VR isn't the real world but instead a simulation that draws the user into virtual relaity.

AR is parts of the real world being overlapped so that you are able to use parts of both unlike MR which is mixed reality rather than an overlap.

MR uses the technology of the digital world to enable it to coincide with the real world.

In Broader terms:

Virtual Reality

VR is the most widely known of these technologies. It is fully immersive, which tricks your senses into thinking you’re in a different environment or world apart from the real world. Using a head-mounted display (HMD) or headset, you’ll experience a computer-generated world of imagery and sounds in which you can manipulate objects and move around using haptic controllers while tethered to a console or PC.

Augmented Reality

AR overlays digital information on real-world elements. Pokémon GO* is among the best-known examples. Augmented reality keeps the real world central but enhances it with other digital details, layering new strata of perception, and supplementing your reality or environment.

Mixed Reality

MR brings together real world and digital elements. In mixed reality, you interact with and manipulate both physical and virtual items and environments, using next-generation sensing and imaging technologies. Mixed Reality allows you to see and immerse yourself in the world around you even as you interact with a virtual environment using your own hands—all without ever removing your headset. It provides the ability to have one foot (or hand) in the real world, and the other in an imaginary place, breaking down basic concepts between real and imaginary, offering an experience that can change the way you game and work today.

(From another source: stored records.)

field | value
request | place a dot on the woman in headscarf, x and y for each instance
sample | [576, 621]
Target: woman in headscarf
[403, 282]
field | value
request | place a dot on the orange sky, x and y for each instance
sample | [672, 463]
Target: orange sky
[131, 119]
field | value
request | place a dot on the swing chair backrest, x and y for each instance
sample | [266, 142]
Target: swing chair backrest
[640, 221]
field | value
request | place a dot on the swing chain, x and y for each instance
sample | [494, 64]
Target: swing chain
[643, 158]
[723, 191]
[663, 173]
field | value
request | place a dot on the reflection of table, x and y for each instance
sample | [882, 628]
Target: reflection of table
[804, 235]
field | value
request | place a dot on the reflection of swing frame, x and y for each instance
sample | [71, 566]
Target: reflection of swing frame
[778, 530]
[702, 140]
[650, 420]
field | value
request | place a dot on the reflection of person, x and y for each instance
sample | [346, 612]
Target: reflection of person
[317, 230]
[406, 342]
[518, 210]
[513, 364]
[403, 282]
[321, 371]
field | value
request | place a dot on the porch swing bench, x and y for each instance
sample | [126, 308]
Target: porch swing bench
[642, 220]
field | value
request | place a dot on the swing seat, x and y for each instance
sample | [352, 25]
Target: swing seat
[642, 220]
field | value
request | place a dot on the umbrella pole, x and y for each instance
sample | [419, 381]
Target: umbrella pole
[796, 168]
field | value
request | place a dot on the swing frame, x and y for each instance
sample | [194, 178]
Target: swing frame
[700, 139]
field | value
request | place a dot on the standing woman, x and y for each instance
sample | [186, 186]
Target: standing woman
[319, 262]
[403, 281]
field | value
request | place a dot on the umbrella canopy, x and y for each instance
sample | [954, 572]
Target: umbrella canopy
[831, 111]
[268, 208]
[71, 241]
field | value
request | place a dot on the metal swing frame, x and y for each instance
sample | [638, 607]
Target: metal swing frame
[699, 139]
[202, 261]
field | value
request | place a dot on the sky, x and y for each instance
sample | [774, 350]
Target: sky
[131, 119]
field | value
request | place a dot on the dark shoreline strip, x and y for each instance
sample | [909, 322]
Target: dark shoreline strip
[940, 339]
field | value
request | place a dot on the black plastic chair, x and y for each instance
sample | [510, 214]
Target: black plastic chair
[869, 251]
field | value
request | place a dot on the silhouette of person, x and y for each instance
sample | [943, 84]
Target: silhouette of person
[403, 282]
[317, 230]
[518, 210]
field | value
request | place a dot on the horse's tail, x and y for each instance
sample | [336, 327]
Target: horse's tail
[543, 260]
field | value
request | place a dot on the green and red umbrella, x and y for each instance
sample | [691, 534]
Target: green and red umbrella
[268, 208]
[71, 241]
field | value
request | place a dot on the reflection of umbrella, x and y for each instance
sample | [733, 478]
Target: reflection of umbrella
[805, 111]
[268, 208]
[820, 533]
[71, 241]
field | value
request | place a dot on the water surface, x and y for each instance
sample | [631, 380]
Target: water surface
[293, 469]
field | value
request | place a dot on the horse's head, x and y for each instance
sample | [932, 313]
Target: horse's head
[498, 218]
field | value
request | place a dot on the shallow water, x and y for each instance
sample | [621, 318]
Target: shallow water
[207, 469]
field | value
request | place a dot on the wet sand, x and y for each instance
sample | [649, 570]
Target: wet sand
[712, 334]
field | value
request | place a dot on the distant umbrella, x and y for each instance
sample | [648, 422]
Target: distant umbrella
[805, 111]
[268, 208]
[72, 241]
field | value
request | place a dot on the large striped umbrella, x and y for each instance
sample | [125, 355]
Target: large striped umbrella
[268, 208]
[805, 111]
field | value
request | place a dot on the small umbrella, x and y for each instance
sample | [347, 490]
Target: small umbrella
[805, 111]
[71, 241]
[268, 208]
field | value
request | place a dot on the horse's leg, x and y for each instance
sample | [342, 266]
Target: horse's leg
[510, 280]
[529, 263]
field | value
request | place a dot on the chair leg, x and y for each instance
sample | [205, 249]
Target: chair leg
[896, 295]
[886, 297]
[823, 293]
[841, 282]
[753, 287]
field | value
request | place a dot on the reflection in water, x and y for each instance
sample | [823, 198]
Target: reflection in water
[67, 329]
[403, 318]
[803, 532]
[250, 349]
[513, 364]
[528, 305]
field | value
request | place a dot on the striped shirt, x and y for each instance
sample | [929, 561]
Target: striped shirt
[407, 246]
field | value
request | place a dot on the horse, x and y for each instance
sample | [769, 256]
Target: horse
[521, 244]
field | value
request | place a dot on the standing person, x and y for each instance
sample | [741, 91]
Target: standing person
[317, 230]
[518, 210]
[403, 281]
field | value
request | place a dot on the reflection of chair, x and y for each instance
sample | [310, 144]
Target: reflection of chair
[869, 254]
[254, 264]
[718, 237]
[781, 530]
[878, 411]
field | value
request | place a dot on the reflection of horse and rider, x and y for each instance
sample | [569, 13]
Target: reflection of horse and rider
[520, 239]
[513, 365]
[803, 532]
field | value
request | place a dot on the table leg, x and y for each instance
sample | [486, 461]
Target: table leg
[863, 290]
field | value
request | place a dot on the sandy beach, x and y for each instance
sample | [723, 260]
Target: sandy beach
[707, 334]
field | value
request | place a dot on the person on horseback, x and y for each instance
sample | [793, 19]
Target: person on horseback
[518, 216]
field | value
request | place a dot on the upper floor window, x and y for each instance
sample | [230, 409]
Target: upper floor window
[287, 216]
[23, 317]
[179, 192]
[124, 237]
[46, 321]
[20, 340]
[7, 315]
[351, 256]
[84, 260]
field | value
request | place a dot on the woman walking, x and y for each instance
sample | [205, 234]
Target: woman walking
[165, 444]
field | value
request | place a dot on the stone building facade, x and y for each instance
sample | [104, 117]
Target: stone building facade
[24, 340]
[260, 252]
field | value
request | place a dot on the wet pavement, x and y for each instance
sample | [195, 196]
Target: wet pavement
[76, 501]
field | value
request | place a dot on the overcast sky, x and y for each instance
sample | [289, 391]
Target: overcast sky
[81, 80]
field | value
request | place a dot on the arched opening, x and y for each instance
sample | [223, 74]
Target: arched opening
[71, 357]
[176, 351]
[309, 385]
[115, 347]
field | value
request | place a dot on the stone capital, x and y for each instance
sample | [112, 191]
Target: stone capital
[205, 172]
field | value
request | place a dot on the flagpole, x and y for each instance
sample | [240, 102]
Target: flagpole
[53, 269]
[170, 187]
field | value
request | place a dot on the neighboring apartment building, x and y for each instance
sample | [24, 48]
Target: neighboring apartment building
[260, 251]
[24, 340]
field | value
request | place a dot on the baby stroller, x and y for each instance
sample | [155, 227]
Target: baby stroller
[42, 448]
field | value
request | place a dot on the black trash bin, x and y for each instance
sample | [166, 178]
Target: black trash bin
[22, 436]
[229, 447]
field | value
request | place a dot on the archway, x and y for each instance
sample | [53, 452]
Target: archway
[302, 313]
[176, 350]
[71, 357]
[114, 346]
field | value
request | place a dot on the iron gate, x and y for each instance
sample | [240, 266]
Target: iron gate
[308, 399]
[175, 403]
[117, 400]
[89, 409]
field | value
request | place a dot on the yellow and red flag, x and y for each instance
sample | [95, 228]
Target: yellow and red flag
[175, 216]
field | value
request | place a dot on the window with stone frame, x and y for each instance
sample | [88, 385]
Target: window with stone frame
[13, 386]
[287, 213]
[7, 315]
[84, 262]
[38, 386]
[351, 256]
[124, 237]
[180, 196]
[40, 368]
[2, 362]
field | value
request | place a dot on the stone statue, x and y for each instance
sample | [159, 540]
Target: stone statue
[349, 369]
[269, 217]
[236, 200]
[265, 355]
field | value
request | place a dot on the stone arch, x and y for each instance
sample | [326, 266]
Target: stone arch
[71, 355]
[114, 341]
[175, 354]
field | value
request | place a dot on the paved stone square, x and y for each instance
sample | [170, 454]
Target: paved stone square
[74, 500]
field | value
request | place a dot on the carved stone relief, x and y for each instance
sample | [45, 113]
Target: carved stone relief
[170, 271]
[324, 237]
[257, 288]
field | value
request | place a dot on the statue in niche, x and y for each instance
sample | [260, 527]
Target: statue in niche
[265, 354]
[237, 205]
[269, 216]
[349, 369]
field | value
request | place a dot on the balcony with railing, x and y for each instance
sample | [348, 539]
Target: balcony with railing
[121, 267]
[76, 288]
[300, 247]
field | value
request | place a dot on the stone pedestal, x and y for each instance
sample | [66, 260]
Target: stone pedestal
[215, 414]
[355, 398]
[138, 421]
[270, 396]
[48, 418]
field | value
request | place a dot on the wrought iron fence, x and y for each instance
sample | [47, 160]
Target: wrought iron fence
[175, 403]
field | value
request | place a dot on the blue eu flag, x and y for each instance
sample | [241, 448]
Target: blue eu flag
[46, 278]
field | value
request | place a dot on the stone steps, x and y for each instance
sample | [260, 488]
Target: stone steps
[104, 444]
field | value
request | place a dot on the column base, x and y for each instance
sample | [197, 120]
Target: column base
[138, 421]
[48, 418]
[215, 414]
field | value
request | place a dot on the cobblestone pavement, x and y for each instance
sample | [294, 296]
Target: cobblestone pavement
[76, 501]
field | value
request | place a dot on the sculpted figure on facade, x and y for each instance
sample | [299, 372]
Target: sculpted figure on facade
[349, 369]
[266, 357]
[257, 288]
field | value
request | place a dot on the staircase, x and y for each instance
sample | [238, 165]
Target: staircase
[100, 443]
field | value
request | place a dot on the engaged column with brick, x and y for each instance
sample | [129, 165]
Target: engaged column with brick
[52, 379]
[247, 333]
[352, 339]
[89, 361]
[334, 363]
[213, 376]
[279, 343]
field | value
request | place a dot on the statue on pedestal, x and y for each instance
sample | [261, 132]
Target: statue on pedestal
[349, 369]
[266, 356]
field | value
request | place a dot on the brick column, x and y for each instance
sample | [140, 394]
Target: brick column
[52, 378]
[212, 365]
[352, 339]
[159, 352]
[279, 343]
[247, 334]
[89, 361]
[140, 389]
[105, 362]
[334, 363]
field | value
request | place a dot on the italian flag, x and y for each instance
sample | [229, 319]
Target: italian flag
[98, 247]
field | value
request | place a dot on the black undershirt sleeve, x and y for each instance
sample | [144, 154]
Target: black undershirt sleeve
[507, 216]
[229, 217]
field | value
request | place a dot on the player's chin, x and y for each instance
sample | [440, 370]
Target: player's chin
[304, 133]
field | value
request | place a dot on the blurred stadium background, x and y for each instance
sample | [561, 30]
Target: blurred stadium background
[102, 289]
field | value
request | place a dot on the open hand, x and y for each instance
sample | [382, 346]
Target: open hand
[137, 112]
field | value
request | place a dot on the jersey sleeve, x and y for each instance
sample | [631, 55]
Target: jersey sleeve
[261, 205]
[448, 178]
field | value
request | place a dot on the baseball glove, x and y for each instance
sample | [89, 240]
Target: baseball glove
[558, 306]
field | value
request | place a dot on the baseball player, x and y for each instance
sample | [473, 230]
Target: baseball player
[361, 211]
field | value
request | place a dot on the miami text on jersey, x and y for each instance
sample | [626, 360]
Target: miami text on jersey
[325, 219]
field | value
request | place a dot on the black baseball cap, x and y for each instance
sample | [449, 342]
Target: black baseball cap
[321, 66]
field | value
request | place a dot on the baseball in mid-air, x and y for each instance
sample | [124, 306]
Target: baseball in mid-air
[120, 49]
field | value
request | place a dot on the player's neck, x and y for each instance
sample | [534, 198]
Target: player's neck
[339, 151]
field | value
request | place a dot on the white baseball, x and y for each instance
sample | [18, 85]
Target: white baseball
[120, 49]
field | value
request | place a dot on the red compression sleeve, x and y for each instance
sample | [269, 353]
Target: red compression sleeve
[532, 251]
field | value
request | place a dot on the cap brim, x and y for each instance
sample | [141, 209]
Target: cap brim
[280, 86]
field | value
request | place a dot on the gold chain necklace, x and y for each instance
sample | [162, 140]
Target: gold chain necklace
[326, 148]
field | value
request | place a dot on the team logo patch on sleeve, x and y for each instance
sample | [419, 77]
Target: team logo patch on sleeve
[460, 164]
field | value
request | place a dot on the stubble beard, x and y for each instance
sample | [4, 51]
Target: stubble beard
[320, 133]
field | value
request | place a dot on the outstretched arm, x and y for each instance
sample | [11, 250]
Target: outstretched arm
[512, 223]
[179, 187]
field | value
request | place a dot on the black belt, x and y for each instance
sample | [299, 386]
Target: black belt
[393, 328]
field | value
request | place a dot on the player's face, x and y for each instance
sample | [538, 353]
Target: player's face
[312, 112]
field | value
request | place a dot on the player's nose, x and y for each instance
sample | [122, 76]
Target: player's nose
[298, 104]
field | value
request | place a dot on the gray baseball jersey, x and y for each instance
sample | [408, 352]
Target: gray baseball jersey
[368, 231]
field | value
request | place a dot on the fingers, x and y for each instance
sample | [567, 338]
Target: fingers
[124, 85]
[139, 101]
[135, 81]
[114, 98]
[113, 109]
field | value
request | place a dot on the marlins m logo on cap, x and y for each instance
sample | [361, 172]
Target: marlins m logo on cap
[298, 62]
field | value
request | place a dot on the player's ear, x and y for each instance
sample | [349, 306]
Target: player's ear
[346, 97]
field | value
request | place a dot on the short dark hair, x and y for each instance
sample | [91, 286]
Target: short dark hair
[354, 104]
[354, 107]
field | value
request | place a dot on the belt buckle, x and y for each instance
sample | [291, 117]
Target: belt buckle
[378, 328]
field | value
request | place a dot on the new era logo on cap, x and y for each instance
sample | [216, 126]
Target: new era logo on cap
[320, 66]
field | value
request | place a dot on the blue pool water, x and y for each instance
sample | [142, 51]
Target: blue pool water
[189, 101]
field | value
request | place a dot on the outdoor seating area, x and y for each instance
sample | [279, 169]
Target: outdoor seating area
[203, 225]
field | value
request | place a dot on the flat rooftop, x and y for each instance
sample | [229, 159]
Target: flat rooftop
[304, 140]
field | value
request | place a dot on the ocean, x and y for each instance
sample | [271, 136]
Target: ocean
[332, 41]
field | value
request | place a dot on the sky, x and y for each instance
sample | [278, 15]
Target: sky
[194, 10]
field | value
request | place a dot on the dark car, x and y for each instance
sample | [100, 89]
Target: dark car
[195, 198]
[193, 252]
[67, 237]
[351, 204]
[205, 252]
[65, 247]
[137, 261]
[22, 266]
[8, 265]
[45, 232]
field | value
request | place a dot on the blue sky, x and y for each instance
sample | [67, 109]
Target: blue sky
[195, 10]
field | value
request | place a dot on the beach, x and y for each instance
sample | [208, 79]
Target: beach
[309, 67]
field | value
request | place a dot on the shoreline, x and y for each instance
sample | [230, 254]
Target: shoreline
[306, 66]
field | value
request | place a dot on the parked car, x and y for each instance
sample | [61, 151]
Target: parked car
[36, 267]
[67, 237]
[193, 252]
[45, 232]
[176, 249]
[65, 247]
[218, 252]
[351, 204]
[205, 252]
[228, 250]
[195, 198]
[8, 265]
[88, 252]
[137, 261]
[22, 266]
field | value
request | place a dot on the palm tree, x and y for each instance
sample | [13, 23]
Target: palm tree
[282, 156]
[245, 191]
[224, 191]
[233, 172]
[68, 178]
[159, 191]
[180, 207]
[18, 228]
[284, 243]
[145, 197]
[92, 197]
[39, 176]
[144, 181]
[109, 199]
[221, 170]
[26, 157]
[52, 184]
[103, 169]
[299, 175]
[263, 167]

In a more Simplified version:

Virtual Reality

A totally immersive experience replacing the “real” world with an alternate one. Interaction with, and movement through, the alternate world via six degrees of freedom is almost always required.

Augmented Reality

Overlaying imagery on an existing space, to be seen through an enabled devices, such as a smartphone or glasses. Interaction is optional, but not required.

Mixed Reality

Placing new imagery within a real space in such a way that the new imagery is able to interact, to an extent, with what is real in the physical world we know.

In conclusion

  • Virtual reality replaces your world with a virtual one.
  • Augmented reality supplements your world with digital objects of any sort.
  • Mixed reality seamlessly integrates digital objects into your world making it look as if they are really there.